A thousand gallon enclosure with a self cleaning system, specialized lighting
and decorations that look like they belong to a school of interior
design for fish will probably cost more than your own car,
so reign in your shopaholic instincts. Fish can survive with nothing more than
the tank and an aerator, so buy those first and then see what you have left
over in your budget for decorative gravel and accent plants.
Your fish's memory is four seconds long and its brain is about the size
of the head of a pin, so don't worry about it being insulted if you buy
its housing equipment used.
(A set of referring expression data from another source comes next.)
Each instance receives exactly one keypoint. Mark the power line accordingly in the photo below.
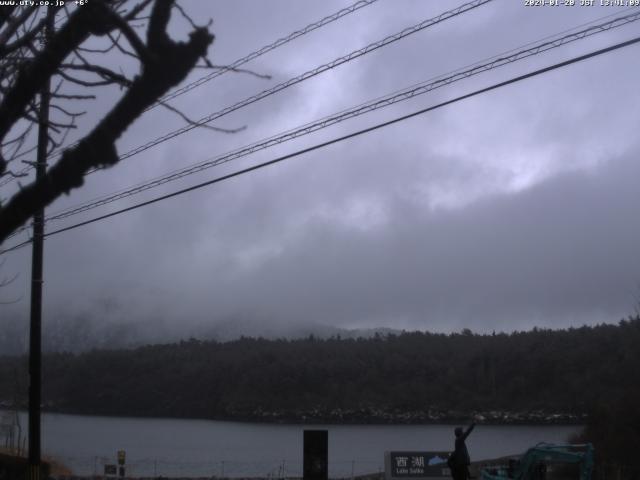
(267, 48)
(234, 65)
(353, 112)
(342, 138)
(307, 75)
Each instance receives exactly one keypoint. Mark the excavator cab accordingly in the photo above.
(546, 461)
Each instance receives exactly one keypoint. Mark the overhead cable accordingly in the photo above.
(340, 139)
(236, 63)
(353, 112)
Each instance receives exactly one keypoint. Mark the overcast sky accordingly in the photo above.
(514, 209)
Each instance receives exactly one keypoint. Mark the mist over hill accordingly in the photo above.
(81, 333)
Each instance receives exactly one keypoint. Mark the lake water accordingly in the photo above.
(172, 447)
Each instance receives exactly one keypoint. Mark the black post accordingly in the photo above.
(315, 460)
(35, 331)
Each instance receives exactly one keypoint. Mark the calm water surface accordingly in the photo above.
(172, 447)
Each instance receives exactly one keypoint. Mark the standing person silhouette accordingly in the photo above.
(460, 460)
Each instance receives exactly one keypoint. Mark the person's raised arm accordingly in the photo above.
(468, 431)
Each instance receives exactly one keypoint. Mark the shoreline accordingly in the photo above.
(537, 418)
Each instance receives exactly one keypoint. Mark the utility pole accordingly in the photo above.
(35, 330)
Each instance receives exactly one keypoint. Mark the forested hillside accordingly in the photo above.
(527, 376)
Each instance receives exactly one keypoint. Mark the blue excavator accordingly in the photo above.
(546, 461)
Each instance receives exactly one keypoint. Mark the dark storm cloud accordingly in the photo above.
(510, 210)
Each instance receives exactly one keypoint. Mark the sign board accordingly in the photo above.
(416, 465)
(315, 464)
(110, 470)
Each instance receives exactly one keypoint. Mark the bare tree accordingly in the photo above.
(67, 58)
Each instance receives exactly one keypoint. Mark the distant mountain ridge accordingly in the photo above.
(411, 377)
(78, 334)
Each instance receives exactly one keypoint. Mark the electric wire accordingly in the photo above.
(235, 64)
(307, 75)
(353, 112)
(342, 138)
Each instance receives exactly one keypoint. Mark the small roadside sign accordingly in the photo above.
(416, 465)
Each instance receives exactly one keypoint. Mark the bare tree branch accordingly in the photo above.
(165, 63)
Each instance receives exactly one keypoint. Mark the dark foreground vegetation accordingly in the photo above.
(535, 376)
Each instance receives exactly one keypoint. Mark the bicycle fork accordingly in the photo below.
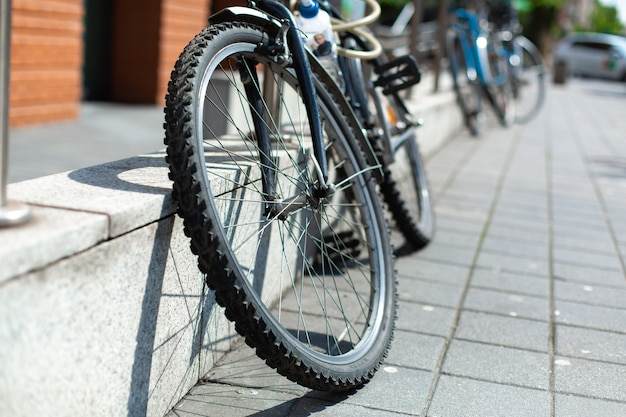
(277, 206)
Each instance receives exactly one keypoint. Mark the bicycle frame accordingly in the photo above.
(474, 45)
(275, 16)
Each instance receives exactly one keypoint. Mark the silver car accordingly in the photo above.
(596, 55)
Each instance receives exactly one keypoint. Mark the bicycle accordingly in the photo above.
(374, 95)
(479, 68)
(276, 183)
(527, 73)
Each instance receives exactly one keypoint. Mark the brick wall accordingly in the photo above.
(46, 58)
(47, 53)
(148, 38)
(180, 22)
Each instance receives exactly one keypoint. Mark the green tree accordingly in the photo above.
(539, 19)
(605, 19)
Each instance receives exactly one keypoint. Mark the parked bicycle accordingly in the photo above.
(496, 62)
(276, 180)
(374, 94)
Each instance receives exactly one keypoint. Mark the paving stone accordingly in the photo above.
(425, 318)
(429, 292)
(600, 246)
(530, 235)
(453, 224)
(504, 331)
(415, 350)
(582, 257)
(417, 267)
(510, 246)
(510, 282)
(208, 400)
(526, 265)
(461, 397)
(516, 223)
(591, 294)
(314, 407)
(514, 305)
(588, 275)
(594, 317)
(453, 239)
(241, 367)
(395, 389)
(591, 344)
(570, 405)
(590, 378)
(448, 254)
(497, 364)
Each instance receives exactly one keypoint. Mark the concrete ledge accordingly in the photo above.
(103, 309)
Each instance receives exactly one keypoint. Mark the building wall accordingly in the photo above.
(47, 52)
(46, 59)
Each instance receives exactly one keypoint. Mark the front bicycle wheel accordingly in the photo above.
(498, 82)
(407, 192)
(307, 278)
(466, 85)
(528, 79)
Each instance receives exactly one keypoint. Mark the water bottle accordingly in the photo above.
(318, 36)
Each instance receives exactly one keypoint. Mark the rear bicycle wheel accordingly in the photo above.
(466, 85)
(407, 193)
(308, 279)
(404, 185)
(528, 79)
(498, 85)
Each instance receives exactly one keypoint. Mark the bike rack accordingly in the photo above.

Look in the classifieds section of the local paper,
at flea markets, and online for second-hand aquariums and aquarium supplies.
There are always people who are moving or upgrading their supplies and looking
to get rid of aquarium equipment. If you buy used, you can afford a bigger tank,
more sophisticated equipment, and better decorations because the prices will
most of the time be less than half of what you would pay at a department store.
And they're as good as brand-new and a cleaning is all they need and they'll be ready to go.
While it's not a good idea to try and build you own staple items like
a tank or an aerator, you can accessorize your tank with everyday items from
around the home. Stalks and leaves that have fallen off your plastic plants
can make nice little hidey holes for Goldy, and trinkets or tools can give the
aquarium a decorative theme. For instance, you could use counterweights to hold
down a plastic Halloween skull for a spooky at-home rendition of Davey Jones'
locker. One thing you should remember before putting household items in an aquarium,
however, is to make sure they're not made of a material that will leech
chemicals into the water and potentially harm your fish. Of course it goes without
saying that you should give all accessories a thorough cleaning before you place
them in the tank.
So you see? You don't need a million dollars for a diamond sheen aqua
finishing solution or a colony of live coral to make a habitable place for your
gilly buddies. All it takes is a little thinking outside the box.